One takes the time one must in order to survive, with chances at least, till the next move. What profit it a player to be lost by move 18 and still have 67 minutes on the clock?
"Clock management" is not about spreading one's time out so much as not wasting it by dithering (as opposed to investigating promising/interesting lines) or trying to force a good outcome to a line that catches one's eye but seems to have no good outcome.
If, however, one saves a minute on move 15 and makes the second, third, etc. best move, there's no tomorrow as the best players usually see and do the line that breaks one. But do not later get careless and blunder queens giving one a miracle chance to get back into the game.
I hate hearing people whine about losing on time. As if they'd've won if only they had twice the time their opponent did. If instead they'd've moved sooner so as to not lose on time with the same time their opponents had, they'd've lost "on the board." Either way, they lost because they weren't as good as their opponent was that day. Hanging on by your fingernails only to fall in the end anyway might make for a better adventure story, but the other guy hung on and you didn't so... you're not the better chess player just somehow done dirty by fate.
An interesting related fact is that by consuming all your time, you often force the opponent to not use his time fully as, of course, you're allowed to think while he thinks. Even at, say, move 35 with you having 28 seconds, he still can't simply do something very complicating so that your hurried moves include a blunder as he must do the same and risk doing the same. So by consuming your own time fully while he holds back you achieve the taking of time from him perhaps to your advantage. Naturally, he CAN stop and take the half hour to think giving up his "advantage" on time, if he must to avoid catastrophe, but players don't seem to do so.

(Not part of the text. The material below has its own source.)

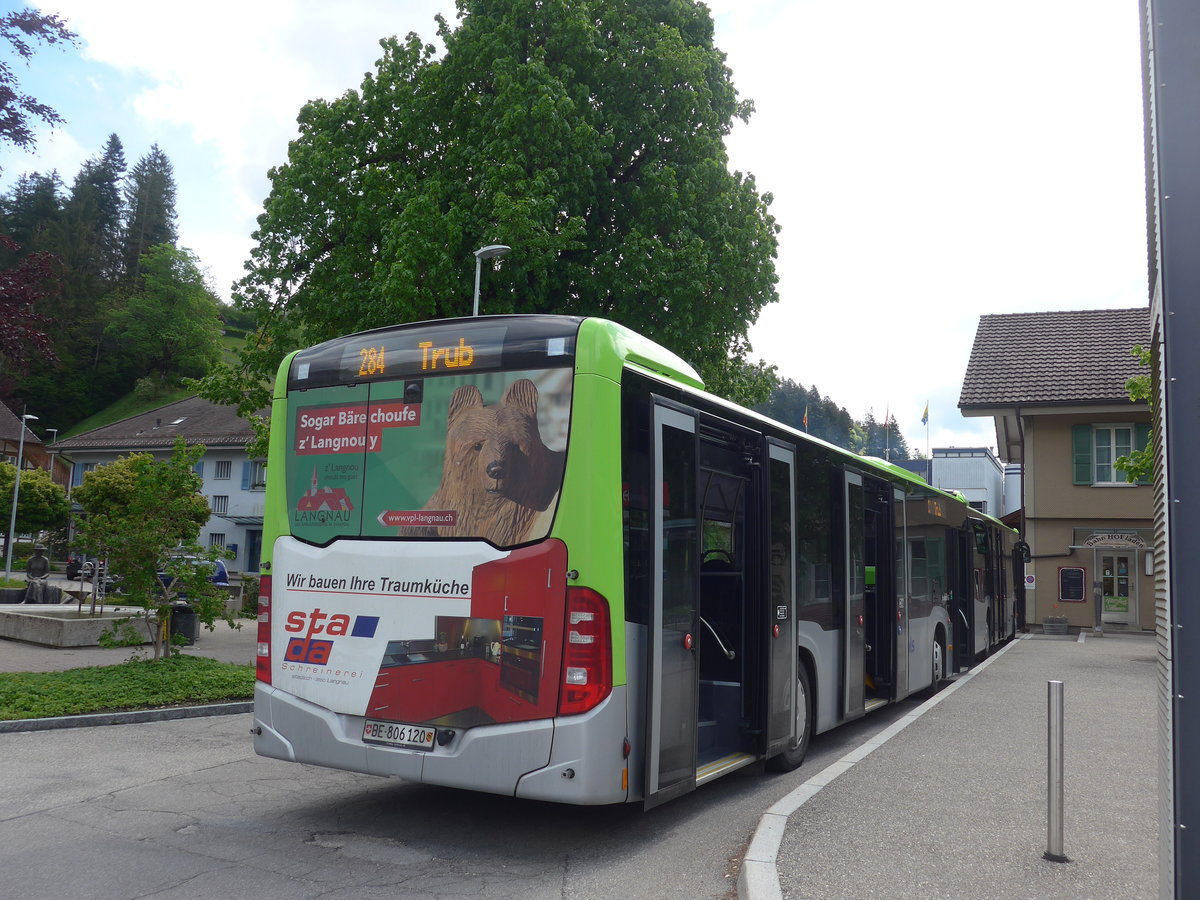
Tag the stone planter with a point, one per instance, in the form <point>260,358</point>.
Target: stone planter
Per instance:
<point>1054,625</point>
<point>58,627</point>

Since the literal hallmark of "the best" players is that their moves build situations in which, say, ten things are going on as each player tries to finally overtax his opponent's ability to respond... literally building to be the one who moves the "straw that broke the camel's back"... it is not surprising they must spend excess time earlier when there would seem to be more chances for such. But it's not the complexity itself that requires it. It is the fact that stinting on thinking then means no game later. One must reach his 22nd birthday to reach is 73rd birthday.